Opinions & Analysis
Richarlison: The boy who sold ice cream for a living is now Tottenham’s last line of defence
There is a house in Nova Venecia, a quiet town in southeastern Brazil, that Richarlison built with his first professional wages. His grandmother still lives there.
She once watched 30 people crowd into her living room to see her grandson play a World Cup quarter-final, walked away at half-time because the stress was too much to bear, and later told reporters: “He started from nothing, and look where he is now.”
That sentence, simple, proud, devastating, is the whole story of Richarlison de Andrade in eight words. Right now, with Tottenham Hotspur fighting tooth and nail to stay in the Premier League, that story has never felt more relevant.
Richarlison’s story: Hardship doesn’t leave you, it follows you on the pitch
Richarlison is the eldest of five children, born to a father who worked as a stonemason and a mother who juggled cleaning jobs and selling ice cream. He grew up in a neighbourhood where, as he once put it, “drugs and weapons were everywhere.”
To get by, he sold ice cream from a cart and cleaned cars on the street, working for a local shopkeeper and returning home after dark. Football wasn’t a dream so much as an escape route the only door out of a neighbourhood that swallowed plenty of young men whole.
That background doesn’t fade when you sign a £60m contract. Richarlison donates 10% of his salary to a cancer institute in Barretos and supports 100 families in his hometown, a commitment rooted in personal grief.
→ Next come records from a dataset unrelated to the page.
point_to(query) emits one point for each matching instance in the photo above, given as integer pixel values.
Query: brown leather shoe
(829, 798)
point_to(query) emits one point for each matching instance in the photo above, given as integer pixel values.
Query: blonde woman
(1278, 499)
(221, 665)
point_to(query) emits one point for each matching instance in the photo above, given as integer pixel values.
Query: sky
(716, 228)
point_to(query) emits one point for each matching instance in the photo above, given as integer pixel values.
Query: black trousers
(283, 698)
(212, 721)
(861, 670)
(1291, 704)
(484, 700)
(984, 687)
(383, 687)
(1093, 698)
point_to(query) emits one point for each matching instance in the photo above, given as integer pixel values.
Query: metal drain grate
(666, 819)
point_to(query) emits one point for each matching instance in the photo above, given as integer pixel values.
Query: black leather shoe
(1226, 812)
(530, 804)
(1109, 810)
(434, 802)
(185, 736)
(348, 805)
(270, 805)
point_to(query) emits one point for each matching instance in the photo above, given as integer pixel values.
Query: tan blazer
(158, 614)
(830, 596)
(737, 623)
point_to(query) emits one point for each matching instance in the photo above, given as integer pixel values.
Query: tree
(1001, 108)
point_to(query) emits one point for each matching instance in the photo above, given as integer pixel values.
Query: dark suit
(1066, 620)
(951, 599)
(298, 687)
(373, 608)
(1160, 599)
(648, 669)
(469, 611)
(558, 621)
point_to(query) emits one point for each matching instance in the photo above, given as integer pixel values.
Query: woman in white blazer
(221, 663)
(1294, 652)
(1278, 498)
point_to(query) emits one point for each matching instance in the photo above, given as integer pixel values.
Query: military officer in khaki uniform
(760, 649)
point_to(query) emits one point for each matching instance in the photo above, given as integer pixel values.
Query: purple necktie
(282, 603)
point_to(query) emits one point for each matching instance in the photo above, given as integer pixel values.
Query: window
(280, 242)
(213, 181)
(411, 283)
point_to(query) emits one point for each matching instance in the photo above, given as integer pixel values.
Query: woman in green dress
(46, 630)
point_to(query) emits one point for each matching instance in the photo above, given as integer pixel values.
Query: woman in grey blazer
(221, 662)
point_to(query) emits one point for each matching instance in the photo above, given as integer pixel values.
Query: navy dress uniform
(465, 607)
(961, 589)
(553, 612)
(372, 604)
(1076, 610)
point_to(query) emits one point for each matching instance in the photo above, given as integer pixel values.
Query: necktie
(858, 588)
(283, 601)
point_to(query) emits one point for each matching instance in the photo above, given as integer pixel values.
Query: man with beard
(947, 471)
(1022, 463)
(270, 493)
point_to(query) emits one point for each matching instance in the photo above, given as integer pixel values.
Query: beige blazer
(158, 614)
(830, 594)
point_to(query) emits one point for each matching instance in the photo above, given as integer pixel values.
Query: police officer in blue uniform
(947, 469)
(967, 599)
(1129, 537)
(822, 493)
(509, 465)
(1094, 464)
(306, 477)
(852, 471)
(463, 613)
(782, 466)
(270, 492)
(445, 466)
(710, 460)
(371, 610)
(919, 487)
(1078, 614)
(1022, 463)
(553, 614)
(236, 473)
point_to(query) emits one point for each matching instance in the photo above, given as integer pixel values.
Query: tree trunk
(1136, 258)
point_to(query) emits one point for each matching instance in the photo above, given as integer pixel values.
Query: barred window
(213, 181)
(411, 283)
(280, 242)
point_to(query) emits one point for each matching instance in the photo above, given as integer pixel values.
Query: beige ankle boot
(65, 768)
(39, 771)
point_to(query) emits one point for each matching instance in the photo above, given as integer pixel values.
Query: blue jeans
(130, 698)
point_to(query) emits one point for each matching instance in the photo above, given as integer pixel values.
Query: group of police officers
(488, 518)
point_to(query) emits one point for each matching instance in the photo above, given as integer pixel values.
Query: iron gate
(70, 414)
That’s because his grandfather died of the disease and his aunt has been receiving treatment for breast cancer. In March 2024, he revealed he had struggled with depression following Brazil’s elimination from the 2022 World Cup, as per The Guardian.
Richarlison even admitted he had considered quitting football altogether and had sought counselling to cope. He spoke publicly about it not for sympathy, but to urge other players to do the same. That, too, is a form of leadership.
Tottenham’s survival and a man who has done this before
This season, Richarlison is on course for his best goalscoring campaign in Tottenham colours, with 10 goals across all competitions. In a season defined by chaos, managerial upheaval, and a squad that has looked destined for the drop, he has been the one constant.
His late equaliser against Liverpool in March gave Tottenham a vital point in the relegation fight, a goal that summed up everything about him: scrappy, willed, absolutely necessary. Crucially, he has been here before.
At Everton in 2021-22, Richarlison scored six goals in the final ten matches to keep the Toffees up almost single-handedly. Former Tottenham goalkeeper Paul Robinson recently said the club would beat the drop if Tudor had “a team full of Richarlisons.”
High praise but also a measure of how threadbare things have become at Spurs. The boy who sold ice cream in Brazilian streets to feed his family is now the man tasked with saving a Premier League club from relegation. If anyone was built for that kind of pressure, it’s him.